Posted by: Friedrich von Blowhard on April 15, 2008 1:47 PM

FvB – I really don't think we're very far apart in our views. Still, your first point contains within itself its own counterpoint. Art is indeed, as you say, a reaction to developments in the real world ... including the developments that have produced those pristine white walled museums and galleries of the past 150 years or so where objects are appreciated for their aesthetic appeal and formal attributes rather than (or sometimes in addition to or in spite of) whatever religious or socio-political content, meaning and impetus lay behind their making. Some art (the Sistine Chapel ceiling fresco) cannot be separated from its original context ... although tour groups coming to see Michelangelo's art are not the same as parishioners going to Mass. And the collections of 16th Century nobles included objects plucked from their original context along, say, the Silk Road and brought back to be sold to said nobles for aesthetic (and commercial) reasons, exotic objects of beauty no longer connected to whatever context produced them, so this is hardly a new development.

Your second point, if I correctly follow you, is one that I agree with. Appreciation for a given aesthetic falls in and out of favor over time. There are moments when the classical/formal/Apollonian is the favored ideal and others when the expressive/intuitive/Dionysian is ascendant. Furthermore, each time the spiral passes through one or the other pole the current social structure, technology, etc. of the time will have its influence as well. The great (and even not so great) art of any period influences the culture in ways that influence future aesthetic judgments. I've often been taken to task in aesthetic debates here for noting that one may dislike modernism or abstraction or expressionism but that does not mean that these fail aesthetically in any 'objective' or 'independent' way. Aesthetics are always in flux and open to individual taste.

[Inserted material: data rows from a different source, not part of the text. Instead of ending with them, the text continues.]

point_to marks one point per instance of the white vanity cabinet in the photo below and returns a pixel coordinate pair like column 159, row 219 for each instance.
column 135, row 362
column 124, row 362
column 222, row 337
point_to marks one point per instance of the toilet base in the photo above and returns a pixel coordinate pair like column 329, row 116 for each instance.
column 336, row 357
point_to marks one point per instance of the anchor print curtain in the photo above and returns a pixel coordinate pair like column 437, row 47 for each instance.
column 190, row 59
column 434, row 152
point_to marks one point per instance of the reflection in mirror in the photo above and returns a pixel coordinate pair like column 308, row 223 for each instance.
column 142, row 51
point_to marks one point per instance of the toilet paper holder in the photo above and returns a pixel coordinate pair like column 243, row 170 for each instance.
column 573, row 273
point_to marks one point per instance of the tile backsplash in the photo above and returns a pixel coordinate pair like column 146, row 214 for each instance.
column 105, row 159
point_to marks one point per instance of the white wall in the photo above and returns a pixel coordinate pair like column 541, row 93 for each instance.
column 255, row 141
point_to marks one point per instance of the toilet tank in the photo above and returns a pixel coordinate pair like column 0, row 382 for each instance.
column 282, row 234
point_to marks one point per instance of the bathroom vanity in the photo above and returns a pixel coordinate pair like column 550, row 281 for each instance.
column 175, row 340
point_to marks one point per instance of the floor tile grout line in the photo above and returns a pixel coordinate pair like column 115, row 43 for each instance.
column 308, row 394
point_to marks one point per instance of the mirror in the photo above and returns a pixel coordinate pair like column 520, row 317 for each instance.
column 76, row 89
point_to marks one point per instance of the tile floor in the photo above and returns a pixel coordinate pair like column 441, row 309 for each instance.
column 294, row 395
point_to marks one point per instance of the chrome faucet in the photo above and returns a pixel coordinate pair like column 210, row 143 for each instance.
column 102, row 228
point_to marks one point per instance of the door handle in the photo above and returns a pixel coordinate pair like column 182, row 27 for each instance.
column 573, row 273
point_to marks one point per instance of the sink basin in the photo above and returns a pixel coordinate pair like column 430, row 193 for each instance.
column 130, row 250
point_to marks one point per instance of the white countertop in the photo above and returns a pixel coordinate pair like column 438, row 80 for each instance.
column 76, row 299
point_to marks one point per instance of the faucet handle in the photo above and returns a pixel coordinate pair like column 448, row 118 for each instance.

Today's most lucrative art market is the New Class and so the artists who are most financially successful at the moment are those whose art appeals to that group. One thing that appeals to that particular group seems to be the seal of approval of overly intellectual theorists spinning complex webs of meaning to explain works that might otherwise be deemed lacking aesthetic substance. In the past it might have been the Pope or wealthy merchants who were determining which art and artists were most highly sought and compensated. Twas ever thus as you say.

At the same time art is now (as it was in the past) being produced that might be out of favor (e.g. highly formal realism without conceptualist subject matter) but which may well be reassessed at some point in the future when the aesthetic again shifts in that direction. While the artist may not live long enough to benefit, the valuations will rise for that work at that time. Art that is recognized as serious and with aesthetic value, even if out of synch with the dominant taste of the moment, is often protected, preserved and admired (even if by a minority group of collectors or scholars) while art that is merely an attempt to capitalize on a moment with little real aesthetic substance may have a moment, but often fades into the background once the moment is past.